A vulnerability in the Mozilla VPN client for Linux allows attackers to modify the VPN configuration of other users without root permissions.
The Mozilla VPN client for Linux has a vulnerability that enables any user on a system with the client installed to apply arbitrary VPN configurations due to a flaw in authentication checks. Matthias Gerstner, a security engineer at Suse, discovered this security flaw and reportedly informed Mozilla about it on May 4th, according to The Register.
This vulnerability allows malicious actors to manipulate existing VPN setups or establish new ones, potentially rerouting the target system’s network traffic through a specific server where it can be intercepted and analyzed.
Any User Can Modify VPN Configuration As Gerstner explains in a post on Openwall, he was able to trace the security loophole to version 2.14.1 of the Mozilla VPN client. The issue appears to be an inadequately implemented Polkit authorization logic (formerly Policykit) for the privileged process “mozillavpn linuxdaemon”. The code executed within it asks the Polkit authorization service to determine if, instead of the user, the D-Bus service is authorized to change the state of the VPN connection. “Since the D-Bus service of Mozilla VPN runs as root, this will always be the case,” Gerstner notes, regardless of which user initiated the change and what privileges they have.
As a result, an attacker could specifically reroute network traffic and make the user believe they have a secure VPN connection. Additionally, the vulnerability could be used to “execute a denial-of-service against an existing VPN connection or other integrity violations.”

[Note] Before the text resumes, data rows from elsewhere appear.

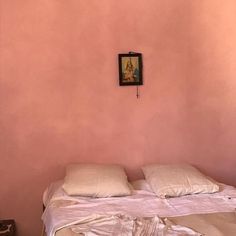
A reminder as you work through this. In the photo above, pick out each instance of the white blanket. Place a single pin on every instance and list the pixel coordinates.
(131, 215)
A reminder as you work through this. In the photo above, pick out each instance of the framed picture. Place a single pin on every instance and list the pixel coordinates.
(130, 69)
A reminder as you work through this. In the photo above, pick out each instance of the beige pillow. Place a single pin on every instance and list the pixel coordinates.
(96, 180)
(177, 180)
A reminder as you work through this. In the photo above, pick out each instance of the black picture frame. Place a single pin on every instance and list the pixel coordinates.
(130, 69)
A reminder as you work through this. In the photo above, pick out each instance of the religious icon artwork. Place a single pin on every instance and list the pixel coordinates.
(130, 69)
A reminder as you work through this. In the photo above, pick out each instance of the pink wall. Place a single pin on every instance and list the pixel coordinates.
(60, 101)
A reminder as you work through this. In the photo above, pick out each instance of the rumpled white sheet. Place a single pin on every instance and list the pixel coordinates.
(123, 213)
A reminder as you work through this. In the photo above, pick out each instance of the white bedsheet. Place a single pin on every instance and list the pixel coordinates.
(63, 210)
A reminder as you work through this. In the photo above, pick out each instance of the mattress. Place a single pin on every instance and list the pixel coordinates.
(140, 213)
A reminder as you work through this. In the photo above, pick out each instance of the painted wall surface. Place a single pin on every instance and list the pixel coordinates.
(60, 101)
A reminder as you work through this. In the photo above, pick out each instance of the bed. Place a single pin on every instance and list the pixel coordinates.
(143, 211)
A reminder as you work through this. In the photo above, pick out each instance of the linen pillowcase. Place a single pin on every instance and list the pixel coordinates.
(177, 180)
(96, 180)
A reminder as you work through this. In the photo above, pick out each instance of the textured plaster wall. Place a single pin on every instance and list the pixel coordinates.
(60, 101)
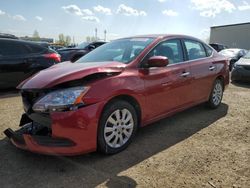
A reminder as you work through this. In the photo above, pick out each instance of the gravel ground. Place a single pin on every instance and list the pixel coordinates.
(195, 148)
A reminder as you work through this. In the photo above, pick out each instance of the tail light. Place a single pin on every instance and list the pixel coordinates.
(56, 57)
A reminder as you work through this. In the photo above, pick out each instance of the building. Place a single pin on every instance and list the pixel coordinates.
(49, 40)
(233, 36)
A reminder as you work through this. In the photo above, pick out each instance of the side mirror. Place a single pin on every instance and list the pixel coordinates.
(91, 47)
(158, 61)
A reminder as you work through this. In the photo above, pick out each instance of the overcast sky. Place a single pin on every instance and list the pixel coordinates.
(120, 18)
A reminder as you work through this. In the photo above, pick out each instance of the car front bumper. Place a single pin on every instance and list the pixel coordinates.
(240, 74)
(71, 132)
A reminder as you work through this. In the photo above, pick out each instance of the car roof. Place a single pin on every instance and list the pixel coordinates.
(162, 36)
(20, 41)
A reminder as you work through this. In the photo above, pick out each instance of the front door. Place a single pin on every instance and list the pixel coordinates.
(167, 88)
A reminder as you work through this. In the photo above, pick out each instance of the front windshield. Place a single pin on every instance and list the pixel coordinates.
(83, 45)
(247, 56)
(122, 50)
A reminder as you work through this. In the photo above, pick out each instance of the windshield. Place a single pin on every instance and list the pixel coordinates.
(83, 45)
(122, 50)
(229, 53)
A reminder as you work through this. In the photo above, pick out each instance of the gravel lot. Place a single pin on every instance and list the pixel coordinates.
(195, 148)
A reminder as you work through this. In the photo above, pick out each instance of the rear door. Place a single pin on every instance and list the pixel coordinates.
(202, 69)
(167, 88)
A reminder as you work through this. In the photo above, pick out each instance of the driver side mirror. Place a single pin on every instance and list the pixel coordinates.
(158, 61)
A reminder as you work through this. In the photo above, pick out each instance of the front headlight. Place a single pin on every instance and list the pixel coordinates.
(61, 100)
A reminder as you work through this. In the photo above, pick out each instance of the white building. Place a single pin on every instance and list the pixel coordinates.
(233, 36)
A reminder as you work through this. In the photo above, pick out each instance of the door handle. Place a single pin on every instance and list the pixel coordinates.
(185, 74)
(211, 68)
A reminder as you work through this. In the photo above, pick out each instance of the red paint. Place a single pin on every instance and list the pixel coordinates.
(159, 92)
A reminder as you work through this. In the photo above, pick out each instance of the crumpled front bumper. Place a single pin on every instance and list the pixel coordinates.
(69, 133)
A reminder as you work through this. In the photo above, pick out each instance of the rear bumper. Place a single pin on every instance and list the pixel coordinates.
(240, 74)
(70, 133)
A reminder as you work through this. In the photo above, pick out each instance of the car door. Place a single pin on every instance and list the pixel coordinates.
(13, 63)
(202, 69)
(166, 88)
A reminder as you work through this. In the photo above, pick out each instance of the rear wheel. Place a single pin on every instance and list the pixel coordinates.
(216, 94)
(117, 127)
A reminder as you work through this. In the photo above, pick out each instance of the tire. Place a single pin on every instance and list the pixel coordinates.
(117, 127)
(216, 94)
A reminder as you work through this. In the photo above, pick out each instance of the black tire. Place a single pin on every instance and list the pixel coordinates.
(115, 105)
(212, 103)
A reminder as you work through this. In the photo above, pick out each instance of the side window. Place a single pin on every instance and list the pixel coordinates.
(33, 48)
(195, 50)
(171, 49)
(208, 50)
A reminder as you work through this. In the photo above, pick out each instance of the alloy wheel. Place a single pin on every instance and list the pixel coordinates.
(118, 128)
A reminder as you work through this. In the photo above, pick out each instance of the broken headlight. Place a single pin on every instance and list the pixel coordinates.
(61, 100)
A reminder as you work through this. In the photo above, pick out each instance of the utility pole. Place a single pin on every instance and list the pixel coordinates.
(95, 33)
(105, 35)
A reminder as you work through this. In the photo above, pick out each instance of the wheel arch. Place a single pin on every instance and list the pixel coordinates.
(131, 100)
(220, 77)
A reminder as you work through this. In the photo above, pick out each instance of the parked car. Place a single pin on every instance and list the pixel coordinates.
(101, 100)
(234, 54)
(8, 36)
(75, 53)
(218, 47)
(241, 69)
(55, 46)
(21, 59)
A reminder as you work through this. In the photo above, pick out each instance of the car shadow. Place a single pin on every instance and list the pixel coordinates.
(241, 84)
(24, 169)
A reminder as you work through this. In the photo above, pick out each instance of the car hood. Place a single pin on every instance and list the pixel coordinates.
(243, 61)
(63, 50)
(67, 71)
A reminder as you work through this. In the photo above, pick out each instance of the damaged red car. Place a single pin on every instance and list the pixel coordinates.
(99, 101)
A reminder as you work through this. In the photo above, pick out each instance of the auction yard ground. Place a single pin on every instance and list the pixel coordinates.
(195, 148)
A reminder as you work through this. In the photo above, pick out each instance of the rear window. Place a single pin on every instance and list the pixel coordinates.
(195, 49)
(12, 48)
(34, 48)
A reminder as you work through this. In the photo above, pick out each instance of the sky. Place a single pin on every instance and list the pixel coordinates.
(79, 18)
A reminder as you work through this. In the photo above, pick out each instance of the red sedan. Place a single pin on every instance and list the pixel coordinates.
(101, 100)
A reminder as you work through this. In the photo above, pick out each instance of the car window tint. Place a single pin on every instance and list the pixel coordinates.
(171, 49)
(208, 50)
(33, 48)
(13, 48)
(195, 49)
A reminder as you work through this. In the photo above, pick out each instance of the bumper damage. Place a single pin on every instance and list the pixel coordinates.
(59, 133)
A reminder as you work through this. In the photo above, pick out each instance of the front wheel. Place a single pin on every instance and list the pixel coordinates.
(216, 94)
(117, 127)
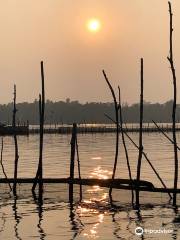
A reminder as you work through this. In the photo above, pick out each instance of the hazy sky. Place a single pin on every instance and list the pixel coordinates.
(55, 31)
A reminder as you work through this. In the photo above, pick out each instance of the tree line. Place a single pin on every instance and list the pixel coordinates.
(67, 112)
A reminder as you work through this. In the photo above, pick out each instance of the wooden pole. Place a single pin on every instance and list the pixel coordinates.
(140, 135)
(171, 61)
(145, 156)
(117, 128)
(72, 158)
(39, 174)
(79, 168)
(3, 169)
(124, 142)
(15, 142)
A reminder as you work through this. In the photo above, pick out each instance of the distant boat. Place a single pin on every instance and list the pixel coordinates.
(10, 130)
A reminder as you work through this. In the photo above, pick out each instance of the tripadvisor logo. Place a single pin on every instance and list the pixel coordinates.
(139, 231)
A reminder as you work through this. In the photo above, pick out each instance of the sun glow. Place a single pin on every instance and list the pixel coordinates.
(94, 25)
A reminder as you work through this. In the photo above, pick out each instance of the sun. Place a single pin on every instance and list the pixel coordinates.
(94, 25)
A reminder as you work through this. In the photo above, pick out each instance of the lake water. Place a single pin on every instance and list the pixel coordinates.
(94, 217)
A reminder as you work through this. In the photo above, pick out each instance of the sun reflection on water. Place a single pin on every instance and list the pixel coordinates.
(100, 173)
(95, 204)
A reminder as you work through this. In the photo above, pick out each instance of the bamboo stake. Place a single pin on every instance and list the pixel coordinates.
(123, 140)
(171, 61)
(15, 142)
(145, 155)
(3, 169)
(117, 128)
(39, 174)
(140, 134)
(79, 168)
(72, 158)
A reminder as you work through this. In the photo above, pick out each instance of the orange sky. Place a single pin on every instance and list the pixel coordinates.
(55, 31)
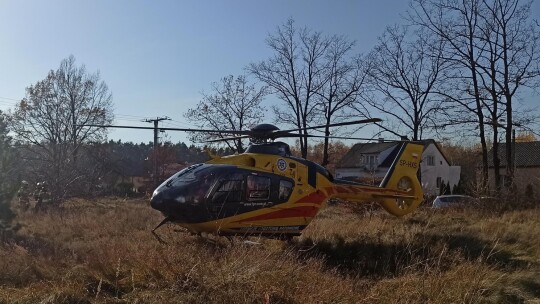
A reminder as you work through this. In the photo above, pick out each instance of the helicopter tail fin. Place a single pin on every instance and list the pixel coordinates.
(402, 178)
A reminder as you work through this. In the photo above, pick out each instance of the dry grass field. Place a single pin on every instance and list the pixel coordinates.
(102, 251)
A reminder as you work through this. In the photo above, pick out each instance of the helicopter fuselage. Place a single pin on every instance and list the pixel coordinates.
(256, 193)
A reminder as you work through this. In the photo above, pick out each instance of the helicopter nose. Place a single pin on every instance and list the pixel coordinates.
(156, 201)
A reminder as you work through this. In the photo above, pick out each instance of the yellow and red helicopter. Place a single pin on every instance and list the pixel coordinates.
(267, 191)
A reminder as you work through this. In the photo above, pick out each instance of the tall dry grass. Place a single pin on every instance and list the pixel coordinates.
(103, 252)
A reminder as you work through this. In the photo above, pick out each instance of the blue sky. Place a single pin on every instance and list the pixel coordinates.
(158, 56)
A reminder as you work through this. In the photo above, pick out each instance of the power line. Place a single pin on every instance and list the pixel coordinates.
(156, 144)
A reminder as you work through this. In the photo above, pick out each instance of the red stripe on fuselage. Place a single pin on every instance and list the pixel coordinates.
(301, 211)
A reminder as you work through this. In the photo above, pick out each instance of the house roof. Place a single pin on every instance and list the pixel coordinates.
(527, 154)
(353, 158)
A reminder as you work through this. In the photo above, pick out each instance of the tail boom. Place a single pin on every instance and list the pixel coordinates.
(400, 191)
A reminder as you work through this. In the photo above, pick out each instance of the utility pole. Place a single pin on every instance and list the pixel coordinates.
(156, 145)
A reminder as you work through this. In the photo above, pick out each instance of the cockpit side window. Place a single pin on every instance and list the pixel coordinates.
(285, 190)
(229, 190)
(258, 188)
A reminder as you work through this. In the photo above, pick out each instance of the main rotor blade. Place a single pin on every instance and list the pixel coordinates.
(240, 132)
(226, 139)
(339, 124)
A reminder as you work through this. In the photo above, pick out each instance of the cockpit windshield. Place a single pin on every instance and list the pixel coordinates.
(191, 184)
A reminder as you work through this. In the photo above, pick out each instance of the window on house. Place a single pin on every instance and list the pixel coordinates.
(258, 187)
(430, 160)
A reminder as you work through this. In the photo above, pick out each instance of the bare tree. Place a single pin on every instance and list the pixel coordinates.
(513, 62)
(456, 22)
(48, 121)
(234, 104)
(343, 81)
(8, 176)
(494, 50)
(295, 73)
(404, 75)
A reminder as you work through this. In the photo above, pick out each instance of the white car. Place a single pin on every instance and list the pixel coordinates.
(444, 201)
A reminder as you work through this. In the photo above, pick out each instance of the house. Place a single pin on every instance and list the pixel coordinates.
(527, 166)
(369, 162)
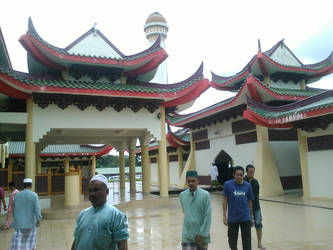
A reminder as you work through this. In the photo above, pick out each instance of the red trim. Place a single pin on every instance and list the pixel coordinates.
(99, 153)
(249, 115)
(29, 45)
(261, 58)
(12, 92)
(250, 83)
(201, 86)
(291, 68)
(262, 64)
(159, 57)
(49, 89)
(94, 60)
(284, 122)
(223, 86)
(175, 141)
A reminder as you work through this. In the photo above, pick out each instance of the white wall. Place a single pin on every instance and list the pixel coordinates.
(221, 138)
(174, 176)
(286, 156)
(320, 173)
(153, 173)
(71, 117)
(241, 154)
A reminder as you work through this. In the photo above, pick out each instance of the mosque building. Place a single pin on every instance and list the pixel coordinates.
(92, 93)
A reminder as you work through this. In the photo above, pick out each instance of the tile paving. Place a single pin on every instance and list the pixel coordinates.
(156, 223)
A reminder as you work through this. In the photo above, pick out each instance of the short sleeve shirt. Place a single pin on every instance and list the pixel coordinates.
(100, 228)
(238, 196)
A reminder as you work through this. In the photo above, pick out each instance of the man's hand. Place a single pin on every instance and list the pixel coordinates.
(198, 240)
(225, 221)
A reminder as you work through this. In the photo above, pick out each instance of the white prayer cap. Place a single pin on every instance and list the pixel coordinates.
(101, 178)
(27, 180)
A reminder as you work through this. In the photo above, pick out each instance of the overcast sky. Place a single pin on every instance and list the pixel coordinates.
(222, 34)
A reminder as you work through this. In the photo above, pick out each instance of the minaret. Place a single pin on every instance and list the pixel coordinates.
(155, 26)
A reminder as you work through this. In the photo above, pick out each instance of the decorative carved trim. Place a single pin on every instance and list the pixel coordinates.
(320, 143)
(99, 102)
(217, 117)
(173, 158)
(246, 138)
(291, 182)
(202, 145)
(185, 157)
(311, 124)
(200, 135)
(242, 126)
(282, 135)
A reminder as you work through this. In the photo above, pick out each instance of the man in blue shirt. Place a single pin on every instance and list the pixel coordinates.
(27, 217)
(100, 226)
(255, 204)
(237, 199)
(197, 211)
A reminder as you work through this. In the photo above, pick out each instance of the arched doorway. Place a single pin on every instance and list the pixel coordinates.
(224, 165)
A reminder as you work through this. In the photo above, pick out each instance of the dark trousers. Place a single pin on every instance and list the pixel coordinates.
(233, 234)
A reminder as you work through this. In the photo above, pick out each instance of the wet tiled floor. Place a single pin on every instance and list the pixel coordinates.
(156, 223)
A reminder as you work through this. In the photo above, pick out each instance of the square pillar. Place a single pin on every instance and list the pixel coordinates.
(30, 146)
(162, 156)
(132, 171)
(122, 169)
(303, 156)
(266, 169)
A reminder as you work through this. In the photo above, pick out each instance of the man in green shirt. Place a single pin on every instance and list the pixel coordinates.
(197, 211)
(101, 226)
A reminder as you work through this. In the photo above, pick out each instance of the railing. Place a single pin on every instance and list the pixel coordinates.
(45, 184)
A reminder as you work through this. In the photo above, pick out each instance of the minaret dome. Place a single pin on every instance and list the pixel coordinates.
(155, 26)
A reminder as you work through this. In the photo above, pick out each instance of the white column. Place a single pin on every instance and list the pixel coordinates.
(145, 164)
(132, 172)
(30, 146)
(163, 162)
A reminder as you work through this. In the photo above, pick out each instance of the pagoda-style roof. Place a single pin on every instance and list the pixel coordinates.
(291, 115)
(4, 56)
(279, 63)
(180, 138)
(23, 85)
(253, 88)
(17, 149)
(92, 49)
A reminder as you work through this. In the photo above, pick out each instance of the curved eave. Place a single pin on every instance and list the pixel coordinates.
(4, 52)
(133, 66)
(310, 72)
(175, 141)
(267, 66)
(195, 91)
(19, 89)
(288, 114)
(251, 87)
(103, 151)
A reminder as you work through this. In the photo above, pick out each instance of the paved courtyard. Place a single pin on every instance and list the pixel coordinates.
(156, 223)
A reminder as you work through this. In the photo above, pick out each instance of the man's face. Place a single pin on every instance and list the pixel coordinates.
(97, 193)
(250, 173)
(239, 175)
(192, 183)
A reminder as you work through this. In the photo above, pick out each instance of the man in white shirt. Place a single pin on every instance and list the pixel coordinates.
(213, 173)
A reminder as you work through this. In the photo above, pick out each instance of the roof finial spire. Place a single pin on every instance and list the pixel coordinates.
(95, 29)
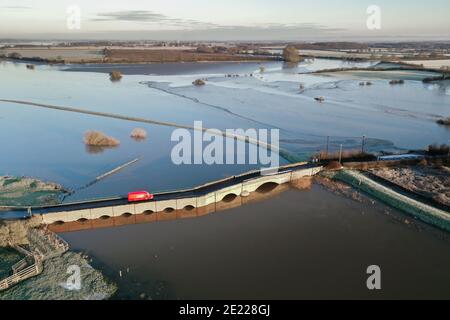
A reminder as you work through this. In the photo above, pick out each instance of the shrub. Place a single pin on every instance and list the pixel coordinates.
(99, 139)
(392, 82)
(444, 122)
(333, 165)
(199, 82)
(290, 54)
(139, 134)
(115, 76)
(15, 55)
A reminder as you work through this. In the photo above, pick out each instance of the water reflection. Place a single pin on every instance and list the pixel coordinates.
(98, 149)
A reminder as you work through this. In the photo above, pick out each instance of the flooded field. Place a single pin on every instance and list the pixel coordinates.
(288, 244)
(292, 245)
(48, 144)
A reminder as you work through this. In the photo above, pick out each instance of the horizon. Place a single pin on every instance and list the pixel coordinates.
(199, 20)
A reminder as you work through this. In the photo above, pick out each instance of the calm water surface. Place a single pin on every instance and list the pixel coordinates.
(48, 144)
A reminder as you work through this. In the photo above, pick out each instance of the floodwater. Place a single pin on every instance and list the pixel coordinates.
(293, 245)
(296, 244)
(48, 144)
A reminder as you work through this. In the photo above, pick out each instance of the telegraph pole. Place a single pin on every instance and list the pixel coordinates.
(363, 144)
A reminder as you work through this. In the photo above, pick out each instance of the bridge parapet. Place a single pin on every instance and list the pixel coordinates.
(164, 209)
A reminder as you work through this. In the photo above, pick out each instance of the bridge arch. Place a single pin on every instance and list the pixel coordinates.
(267, 187)
(230, 197)
(126, 215)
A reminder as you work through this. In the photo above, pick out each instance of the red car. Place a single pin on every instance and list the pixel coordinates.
(139, 196)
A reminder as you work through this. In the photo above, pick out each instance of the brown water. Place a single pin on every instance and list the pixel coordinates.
(297, 245)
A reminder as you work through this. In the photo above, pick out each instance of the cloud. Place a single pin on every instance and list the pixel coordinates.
(193, 29)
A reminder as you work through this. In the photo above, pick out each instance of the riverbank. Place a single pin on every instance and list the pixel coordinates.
(296, 245)
(57, 274)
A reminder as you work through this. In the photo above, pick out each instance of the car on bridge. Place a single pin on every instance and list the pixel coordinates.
(140, 196)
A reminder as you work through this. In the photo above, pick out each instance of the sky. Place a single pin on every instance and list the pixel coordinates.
(284, 20)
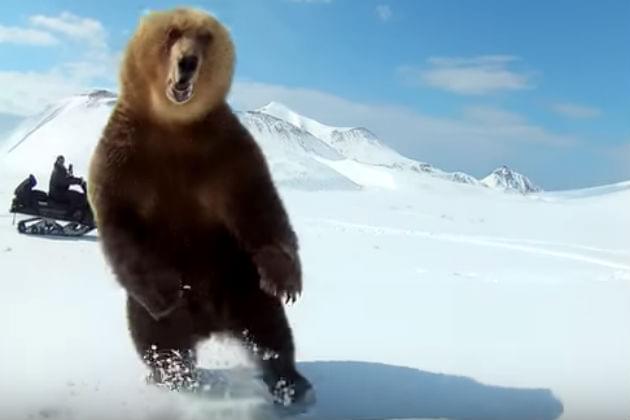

The fact that this security flaw has become public without a patch being available is attributed to questionable communication on Mozilla’s part. Since the SUSE team did not receive a reliable statement for a “coordinated disclosure,” they decided to publish the details of the vulnerability on August 3rd – 90 days after Mozilla was first informed of the issue.
When asked by The Register, a Mozilla spokesperson stated that the exact timeline was uncertain, but the organization is expected to release further information about the security flaw, registered as CVE-2023-4104, on the upcoming Monday.